H pylori rx after gastric ca surgery increases survival

 A recent study found that in patients with gastric cancer who had had a radical gastrectomy and were H pylori positive but then were treated for the infection had significantly improved survival vs those not treated (see h pylori rx in survival gastric ca JAMA2024 in dropbox, or doi:10.1001/jamanetworkopen.2024.3812)

Details:

-- 1293 patients were found who had had a radical gastrectomy and were H. pylori positive in a retrospective cohort study in a single referral hospital in China from 2010 to 2019

    -- patients had gastric or esophagogastric junction adenocarcinoma and underwent curative gastrectomy with D2 lymphadenectomy

    -- patients were divided into two groups: 125 (10%) of the 1293 patients had H. pylori therapy during the perioperative period, and 1168 patients did not

-- median age 59, 67% male, BMI 22, smokers 35%, hypertension 13%, coronary heart disease 5%, diabetes 6%

-- histologic grade: G1/G2 38%; G3/G4 57%

-- TNM stage: I in 50%, II/III in 50%

-- tumor size: <4mm diameter in 80%, >4cm in 20%

-- distal gastrectomy in 70%/proximal in 11%

--  CEA <5 in 86%

-- 46% (600 patients) had TNM stage III disease

-- 63% (808 patients) received adjuvant chemotherapy

-- no statistically significant difference between the groups in terms of sex, age, BMI, smoking history, and comorbidities; but:

    -- those receiving H. pylori treatment: higher proportion had distal gastrectomies (82% versus 62%) and received less adjuvant chemotherapy (43% versus 65%)

    -- those not receiving H. pylori treatment: more advanced T-stage, N-stage and TNM stage, as well as larger tumor maximum diameter

--propensity score matching was performed in both groups of patients to equalize statistically the measured variables, resulting in a total of 124 patients who received treatment versus 364 who did not

-- H. pylori treatment was mostly 14 days of amoxicillin, clarithromycin, and omeprazole

-- Main outcomes: overall survival (OS) and disease-free survival (DFS)

  

Results:

-- three-year overall survival rates:

    -- H. pylori group: 95.9% (99.2%-99.5%

    -- untreated group: 81.4% (79.0%-83.8%)

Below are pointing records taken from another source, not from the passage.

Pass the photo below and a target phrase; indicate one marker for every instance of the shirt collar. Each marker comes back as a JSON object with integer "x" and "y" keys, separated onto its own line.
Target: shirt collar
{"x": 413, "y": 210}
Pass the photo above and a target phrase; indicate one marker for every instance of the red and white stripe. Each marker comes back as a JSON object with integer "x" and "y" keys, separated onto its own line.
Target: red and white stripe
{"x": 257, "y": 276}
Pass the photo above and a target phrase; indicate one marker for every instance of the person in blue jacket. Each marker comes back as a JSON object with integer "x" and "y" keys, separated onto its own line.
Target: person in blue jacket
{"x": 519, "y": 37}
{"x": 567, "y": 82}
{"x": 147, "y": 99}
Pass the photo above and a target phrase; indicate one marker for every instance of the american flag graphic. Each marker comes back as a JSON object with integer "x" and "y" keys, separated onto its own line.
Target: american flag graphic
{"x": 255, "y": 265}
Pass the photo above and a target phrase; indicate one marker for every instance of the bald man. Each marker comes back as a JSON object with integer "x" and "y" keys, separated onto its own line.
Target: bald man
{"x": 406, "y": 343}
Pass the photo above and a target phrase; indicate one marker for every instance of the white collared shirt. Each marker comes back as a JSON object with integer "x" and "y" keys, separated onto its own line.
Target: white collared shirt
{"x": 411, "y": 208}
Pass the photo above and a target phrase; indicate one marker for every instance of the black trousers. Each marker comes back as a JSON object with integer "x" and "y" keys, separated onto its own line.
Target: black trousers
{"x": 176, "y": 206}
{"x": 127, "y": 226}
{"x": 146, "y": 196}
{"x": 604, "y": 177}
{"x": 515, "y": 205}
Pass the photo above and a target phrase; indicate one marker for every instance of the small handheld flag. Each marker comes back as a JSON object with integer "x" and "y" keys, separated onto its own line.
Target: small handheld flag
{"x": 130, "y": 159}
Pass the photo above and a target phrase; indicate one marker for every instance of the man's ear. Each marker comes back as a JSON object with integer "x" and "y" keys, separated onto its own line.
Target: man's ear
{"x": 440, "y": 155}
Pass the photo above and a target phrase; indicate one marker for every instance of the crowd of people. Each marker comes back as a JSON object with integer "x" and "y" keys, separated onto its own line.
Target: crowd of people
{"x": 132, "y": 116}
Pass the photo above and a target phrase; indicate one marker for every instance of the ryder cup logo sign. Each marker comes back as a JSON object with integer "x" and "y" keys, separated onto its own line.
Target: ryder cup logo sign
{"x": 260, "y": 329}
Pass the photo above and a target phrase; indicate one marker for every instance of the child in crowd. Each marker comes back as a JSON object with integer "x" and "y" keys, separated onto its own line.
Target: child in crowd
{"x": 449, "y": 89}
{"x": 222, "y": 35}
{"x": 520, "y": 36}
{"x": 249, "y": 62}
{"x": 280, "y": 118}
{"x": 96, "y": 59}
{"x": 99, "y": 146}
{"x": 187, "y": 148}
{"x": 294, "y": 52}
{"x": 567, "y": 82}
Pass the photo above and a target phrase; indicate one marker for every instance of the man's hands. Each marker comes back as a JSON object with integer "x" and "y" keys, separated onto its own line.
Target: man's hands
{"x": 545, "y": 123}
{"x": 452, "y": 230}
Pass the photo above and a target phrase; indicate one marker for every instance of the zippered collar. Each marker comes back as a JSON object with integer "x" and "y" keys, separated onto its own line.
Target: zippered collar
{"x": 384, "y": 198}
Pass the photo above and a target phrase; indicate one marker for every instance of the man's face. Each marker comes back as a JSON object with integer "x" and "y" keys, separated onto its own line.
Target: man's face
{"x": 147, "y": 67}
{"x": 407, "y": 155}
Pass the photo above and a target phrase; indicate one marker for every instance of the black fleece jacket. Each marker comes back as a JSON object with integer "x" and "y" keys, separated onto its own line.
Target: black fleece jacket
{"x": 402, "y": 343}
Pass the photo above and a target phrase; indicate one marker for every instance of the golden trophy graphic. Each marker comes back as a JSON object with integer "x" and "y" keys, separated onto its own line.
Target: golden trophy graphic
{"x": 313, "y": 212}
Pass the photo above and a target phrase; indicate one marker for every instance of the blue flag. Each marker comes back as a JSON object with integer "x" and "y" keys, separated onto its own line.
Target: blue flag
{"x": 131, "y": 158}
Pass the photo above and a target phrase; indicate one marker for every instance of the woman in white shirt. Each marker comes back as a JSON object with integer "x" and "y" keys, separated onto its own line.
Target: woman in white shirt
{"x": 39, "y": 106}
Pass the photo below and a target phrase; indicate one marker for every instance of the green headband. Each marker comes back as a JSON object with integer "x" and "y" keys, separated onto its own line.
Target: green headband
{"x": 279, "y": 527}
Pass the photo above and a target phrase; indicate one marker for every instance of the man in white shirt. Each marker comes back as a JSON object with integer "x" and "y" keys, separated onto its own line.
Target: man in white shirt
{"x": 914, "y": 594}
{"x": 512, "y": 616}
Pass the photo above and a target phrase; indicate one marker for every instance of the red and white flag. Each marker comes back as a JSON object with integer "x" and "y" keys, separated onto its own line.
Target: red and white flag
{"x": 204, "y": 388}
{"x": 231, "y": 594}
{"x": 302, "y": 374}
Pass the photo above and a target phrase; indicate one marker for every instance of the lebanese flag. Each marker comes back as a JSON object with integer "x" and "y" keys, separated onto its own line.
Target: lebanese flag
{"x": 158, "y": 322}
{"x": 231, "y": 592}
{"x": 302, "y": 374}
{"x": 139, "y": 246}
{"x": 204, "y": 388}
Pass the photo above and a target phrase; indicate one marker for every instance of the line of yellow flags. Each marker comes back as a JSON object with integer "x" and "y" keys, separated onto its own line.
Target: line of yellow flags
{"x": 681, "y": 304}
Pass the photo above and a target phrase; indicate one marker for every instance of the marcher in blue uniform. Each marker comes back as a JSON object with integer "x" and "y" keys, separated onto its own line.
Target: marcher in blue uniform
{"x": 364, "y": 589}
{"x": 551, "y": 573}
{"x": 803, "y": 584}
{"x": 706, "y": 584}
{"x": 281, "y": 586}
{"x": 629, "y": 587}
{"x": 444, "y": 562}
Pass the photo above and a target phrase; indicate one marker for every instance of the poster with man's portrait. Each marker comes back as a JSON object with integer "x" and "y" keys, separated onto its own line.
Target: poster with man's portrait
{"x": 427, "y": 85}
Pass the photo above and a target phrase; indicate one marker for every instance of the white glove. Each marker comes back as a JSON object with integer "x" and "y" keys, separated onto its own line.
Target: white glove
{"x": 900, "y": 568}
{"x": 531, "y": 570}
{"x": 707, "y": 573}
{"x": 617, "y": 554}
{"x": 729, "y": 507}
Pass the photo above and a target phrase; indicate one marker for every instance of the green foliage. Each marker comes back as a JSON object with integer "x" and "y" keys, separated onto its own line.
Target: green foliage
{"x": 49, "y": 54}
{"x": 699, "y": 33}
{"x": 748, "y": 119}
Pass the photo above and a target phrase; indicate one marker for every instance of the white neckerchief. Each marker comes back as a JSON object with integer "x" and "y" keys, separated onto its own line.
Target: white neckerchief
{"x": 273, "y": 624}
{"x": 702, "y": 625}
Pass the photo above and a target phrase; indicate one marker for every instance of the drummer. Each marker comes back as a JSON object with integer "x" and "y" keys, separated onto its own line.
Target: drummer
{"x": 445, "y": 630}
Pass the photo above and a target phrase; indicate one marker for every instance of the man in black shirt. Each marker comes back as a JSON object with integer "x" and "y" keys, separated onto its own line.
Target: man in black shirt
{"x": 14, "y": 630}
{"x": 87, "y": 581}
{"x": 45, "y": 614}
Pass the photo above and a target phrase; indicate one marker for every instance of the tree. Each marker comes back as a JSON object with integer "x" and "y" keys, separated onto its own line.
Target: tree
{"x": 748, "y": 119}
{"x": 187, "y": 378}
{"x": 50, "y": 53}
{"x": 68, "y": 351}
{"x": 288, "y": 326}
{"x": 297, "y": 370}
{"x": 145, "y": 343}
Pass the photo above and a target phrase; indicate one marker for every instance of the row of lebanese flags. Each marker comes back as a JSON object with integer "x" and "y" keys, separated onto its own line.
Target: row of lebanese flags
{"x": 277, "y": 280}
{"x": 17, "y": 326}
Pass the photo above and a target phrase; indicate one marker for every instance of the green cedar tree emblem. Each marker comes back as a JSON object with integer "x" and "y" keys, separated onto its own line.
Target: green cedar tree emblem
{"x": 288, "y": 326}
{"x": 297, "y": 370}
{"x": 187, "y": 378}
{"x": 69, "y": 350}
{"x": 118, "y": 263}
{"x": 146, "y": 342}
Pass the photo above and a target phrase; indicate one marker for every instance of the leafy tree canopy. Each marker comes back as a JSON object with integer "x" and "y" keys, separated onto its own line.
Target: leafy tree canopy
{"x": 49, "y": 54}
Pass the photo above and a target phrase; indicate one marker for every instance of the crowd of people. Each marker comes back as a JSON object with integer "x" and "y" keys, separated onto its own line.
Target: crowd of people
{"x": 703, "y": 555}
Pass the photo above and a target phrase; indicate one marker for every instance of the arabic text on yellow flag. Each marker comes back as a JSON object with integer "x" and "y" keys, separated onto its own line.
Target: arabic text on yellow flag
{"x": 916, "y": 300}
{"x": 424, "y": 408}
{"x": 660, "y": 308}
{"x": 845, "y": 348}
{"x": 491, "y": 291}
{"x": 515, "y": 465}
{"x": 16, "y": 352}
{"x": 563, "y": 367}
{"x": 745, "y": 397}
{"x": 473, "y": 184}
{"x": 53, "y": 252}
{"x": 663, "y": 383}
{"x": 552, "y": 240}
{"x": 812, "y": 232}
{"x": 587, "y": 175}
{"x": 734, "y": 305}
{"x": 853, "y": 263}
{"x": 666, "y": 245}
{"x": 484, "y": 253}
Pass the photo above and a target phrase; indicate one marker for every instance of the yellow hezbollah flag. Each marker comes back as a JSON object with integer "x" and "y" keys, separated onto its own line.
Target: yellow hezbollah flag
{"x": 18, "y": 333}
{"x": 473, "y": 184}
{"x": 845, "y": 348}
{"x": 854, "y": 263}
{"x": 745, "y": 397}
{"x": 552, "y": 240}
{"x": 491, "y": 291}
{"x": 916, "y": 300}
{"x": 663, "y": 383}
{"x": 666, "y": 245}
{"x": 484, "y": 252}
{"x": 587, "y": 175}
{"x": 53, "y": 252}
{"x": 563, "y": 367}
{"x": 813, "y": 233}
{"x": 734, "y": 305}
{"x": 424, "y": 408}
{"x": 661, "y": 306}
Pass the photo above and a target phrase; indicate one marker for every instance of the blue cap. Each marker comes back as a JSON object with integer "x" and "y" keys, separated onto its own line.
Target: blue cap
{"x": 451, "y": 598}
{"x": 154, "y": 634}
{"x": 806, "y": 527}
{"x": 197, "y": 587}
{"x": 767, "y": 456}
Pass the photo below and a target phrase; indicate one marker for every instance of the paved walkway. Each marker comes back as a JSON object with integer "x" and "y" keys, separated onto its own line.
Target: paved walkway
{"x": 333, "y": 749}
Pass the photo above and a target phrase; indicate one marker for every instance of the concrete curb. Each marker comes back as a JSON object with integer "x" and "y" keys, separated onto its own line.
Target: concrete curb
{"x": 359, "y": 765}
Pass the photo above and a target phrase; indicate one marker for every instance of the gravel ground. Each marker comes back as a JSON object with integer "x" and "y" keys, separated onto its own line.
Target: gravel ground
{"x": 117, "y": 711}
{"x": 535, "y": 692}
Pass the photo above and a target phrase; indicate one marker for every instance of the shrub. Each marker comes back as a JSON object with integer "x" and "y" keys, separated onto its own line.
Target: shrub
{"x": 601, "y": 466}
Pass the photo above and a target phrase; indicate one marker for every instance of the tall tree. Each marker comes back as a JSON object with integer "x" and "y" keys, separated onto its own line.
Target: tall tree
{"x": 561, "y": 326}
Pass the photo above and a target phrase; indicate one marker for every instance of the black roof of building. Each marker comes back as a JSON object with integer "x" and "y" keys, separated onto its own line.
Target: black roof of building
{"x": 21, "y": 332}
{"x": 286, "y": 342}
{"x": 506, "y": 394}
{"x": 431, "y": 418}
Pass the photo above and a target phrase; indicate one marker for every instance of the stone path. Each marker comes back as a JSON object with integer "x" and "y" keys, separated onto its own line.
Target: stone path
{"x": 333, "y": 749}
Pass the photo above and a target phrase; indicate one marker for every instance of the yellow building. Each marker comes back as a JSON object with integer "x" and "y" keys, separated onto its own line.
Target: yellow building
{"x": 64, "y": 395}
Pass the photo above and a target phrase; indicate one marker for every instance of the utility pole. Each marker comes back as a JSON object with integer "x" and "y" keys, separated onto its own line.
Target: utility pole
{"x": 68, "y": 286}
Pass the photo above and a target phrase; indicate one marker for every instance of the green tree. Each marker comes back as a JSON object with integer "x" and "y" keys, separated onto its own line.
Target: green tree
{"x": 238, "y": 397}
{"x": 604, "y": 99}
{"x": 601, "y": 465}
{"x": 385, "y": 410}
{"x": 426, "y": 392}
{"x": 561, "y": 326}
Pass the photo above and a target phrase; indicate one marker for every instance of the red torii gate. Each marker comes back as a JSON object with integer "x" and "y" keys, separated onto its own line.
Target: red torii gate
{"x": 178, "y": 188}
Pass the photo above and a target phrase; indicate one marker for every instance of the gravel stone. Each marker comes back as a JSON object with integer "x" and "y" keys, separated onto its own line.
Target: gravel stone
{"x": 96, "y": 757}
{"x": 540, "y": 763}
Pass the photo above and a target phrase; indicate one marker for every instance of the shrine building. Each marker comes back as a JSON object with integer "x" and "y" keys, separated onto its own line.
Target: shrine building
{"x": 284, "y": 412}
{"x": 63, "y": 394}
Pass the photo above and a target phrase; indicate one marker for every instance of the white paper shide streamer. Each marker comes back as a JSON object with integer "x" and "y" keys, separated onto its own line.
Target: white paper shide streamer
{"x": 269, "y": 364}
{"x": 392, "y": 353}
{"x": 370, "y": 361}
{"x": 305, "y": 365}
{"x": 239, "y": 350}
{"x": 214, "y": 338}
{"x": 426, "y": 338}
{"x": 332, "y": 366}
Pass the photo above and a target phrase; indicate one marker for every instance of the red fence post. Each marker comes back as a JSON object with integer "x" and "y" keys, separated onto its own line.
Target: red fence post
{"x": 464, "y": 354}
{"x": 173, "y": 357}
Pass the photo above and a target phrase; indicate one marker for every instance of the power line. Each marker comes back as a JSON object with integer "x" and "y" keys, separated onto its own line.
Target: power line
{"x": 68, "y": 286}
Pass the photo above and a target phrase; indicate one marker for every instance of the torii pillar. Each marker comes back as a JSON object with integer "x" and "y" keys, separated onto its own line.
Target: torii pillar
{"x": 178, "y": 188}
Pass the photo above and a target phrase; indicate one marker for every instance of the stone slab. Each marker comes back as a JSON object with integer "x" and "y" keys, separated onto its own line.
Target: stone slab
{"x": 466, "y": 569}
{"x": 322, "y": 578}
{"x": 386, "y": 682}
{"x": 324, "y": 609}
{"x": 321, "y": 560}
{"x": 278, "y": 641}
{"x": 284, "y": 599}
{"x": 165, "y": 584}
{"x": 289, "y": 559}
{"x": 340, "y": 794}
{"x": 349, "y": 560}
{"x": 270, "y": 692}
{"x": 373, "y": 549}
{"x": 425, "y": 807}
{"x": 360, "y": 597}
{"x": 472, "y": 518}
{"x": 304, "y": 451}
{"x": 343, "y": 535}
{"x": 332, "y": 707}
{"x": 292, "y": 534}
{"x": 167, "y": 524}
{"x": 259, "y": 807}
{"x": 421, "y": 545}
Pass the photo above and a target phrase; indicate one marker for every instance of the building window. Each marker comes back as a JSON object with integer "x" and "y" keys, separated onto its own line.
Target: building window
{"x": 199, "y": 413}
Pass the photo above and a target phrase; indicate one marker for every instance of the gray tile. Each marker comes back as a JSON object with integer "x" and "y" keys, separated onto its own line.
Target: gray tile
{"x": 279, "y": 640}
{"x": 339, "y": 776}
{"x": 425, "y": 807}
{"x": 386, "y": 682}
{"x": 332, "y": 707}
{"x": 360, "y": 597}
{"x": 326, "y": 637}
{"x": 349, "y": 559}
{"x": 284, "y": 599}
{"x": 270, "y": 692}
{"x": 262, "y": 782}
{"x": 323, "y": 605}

-- five-year overall survival rates:

    -- H. pylori group: 94.1% (89.3%-99.2%)

    -- untreated group: 73.8% (70.7%-77.0%)

        -- 67% decrease with H. pylori treatment, HR 0.33 (0.18-0.60)

        -- after propensity score matching, 50% decrease, HR 0.50 (0.26-0.99), p=0.048

-- Disease-free survival at three years:

    -- H. pylori group: 94.5% (90.3%-98.9%)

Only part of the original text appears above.